ECE 33: Introduction to Computer Engineering
Programming Assignment III
DUE: NOVEMBER 25, 1995

This assignment is supposed to teach you the use of an 8 bit processor (8085) to perform 16 bit arithmetic.

Write a program in 8085 assembly language to design a 16 bit calculator that can do the simple calculations of addition and subtraction. Your program should begin by describing its capabilities and then ask for an arithmetic sum. The user would type in a decimal integer less than or equal to 65535 (this is the largest integer that can be expressed in 16 bits. In binary, it is 1111...1). The user will then type in either + or - sign and follow it up with another number (again <= 65535). After entering the second number, the user types in = sign. The program should quickly spit out the answer and then prompt for another problem.

The program should end when user types in a Carriage Return on an empty line.

You may assume that the user will always type in values within the specified range and that the answer will also be within range (i.e., it will be a non-negative number less than or equal to 65535).

All wrong inputs should be erased and the program should beep at the user. Note that the correct inputs when the first number is being typed are digits '0' to '9' and operators '+' or '-' (which signify the end of the first number). The valid characters while the second number is being typed are digits '0' through '9' and the '=' sign which signifies the end of the second number.

In a typical run, the program opens up by saying:

Itsy 16 Bitsy Calculator
For a free sample, type in a problem. To end, type Carriage Return

Problem: _

The program is now waiting for the user input. User types in "155-25=" (excluding the quote marks ofcourse).
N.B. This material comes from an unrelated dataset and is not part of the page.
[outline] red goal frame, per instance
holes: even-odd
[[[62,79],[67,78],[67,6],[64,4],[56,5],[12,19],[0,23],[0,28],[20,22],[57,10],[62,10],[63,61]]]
The screen instantly becomes

Itsy 16 Bitsy Calculator
For a free sample, type in a problem. To end, type Carriage Return

Problem: 155-25=130

Problem: _

The user now decides to take up the calculator on its 16 bit challenge. He types in "10ABCD319+600.9E=". He finds that all the wrong character inputs ('A', 'B', 'C', 'D', '.' and 'E' here) are simply ignored by the computer, (they don't even appear on the screen!). Further, on each error, the computer beeps at him without fail. As soon as his input ends, the screen becomes:

Itsy 16 Bitsy Calculator
For a free sample, type in a problem. To end, type Carriage Return

Problem: 155-25=130

Problem: 10319+6009=16328

Problem: _

Satisfied that this is the calculator he was waiting for all his life, the user types in a Carriage Return to see the screen become:

Itsy 16 Bitsy Calculator
For a free sample, type in a problem. To end, type Carriage Return

Problem: 155-25=130

Problem: 10319+6009=16328

Problem:

Thank you for trying me out.
If you liked what you saw, you may buy me at the bursar's counter.

Name the program prog3. Submit files prog3.asm and prog3.hex (produced by a80) on a diskette. Also submit prog3.asm in printed form. Your program should clearly identify you (and your section) in the program header.

The programs will be graded for efficiency (compactness of the code and speed of execution), correct programming style, proper labels, good comments and pleasing interaction with the user (user interface). Please use your own imagination while designing the screen layout and messages. See the three example programs (example1.asm - example3.asm) to learn the correct programming style.